Back in 1975 famed design agency Chermayeff & Geismar was tapped to create a branding and graphics standards system for the then still relatively new Environmental Protection Agency. What resulted was something that’s virtually inconceivable today: an exquisitely executed, thoughtful, comprehensive design solution produced and implemented for a government agency. Now, some forty years later, the embodiment of that solution, the “1977 EPA Graphic Standards System” manual, is being reissued as a hardcover book by the people who made possible the recent, successful reissues of standards manuals for the New York City Transit Authority and NASA, in partnership with Chermayeff & Geismar & Haviv, the most recent incarnation of the original agency, and AIGA, who were entrusted with an original copy in their design archives. The project is currently raising funds on Kickstarter, and Wired has this writeup. The project’s brief video is also a great tour of the document.
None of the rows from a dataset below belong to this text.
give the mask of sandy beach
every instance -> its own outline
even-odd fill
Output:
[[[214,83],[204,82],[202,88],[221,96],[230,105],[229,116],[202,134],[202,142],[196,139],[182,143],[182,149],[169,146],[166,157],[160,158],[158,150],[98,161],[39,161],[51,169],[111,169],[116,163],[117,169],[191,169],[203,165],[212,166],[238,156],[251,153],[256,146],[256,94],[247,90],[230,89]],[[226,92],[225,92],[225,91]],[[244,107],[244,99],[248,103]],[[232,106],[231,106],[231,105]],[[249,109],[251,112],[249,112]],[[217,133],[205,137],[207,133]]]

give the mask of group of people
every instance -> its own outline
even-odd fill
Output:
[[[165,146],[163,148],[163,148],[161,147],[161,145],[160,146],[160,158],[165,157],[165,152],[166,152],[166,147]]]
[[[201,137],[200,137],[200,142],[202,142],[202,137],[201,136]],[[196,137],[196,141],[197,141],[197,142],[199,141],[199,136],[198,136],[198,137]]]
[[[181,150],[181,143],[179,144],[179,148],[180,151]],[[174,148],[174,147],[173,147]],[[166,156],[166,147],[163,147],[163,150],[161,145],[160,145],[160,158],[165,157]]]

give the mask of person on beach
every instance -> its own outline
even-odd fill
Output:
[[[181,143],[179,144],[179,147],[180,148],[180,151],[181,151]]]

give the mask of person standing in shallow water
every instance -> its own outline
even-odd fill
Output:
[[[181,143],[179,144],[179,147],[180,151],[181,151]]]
While I’m actually happy that important artifacts of design history like this are finding an audience through these reissues, I’m intensely curious about who exactly is buying them. Are they younger or older? What is their median income? Are they professional designers or just fans of graphic design? And maybe the most important question of all: are these reissues actually expanding the audience for design history, or the profession as a whole?

Incidentally, the glory days for Chermayeff & Geismar’s system were brief; within a few years they collided unceremoniously with the Reagan era. In 1981, Reagan appointed Anne Gorsuch—mother to dubiously installed Supreme Court justice Neil Gorsuch—to head the agency and she let it founder, unsurprisingly.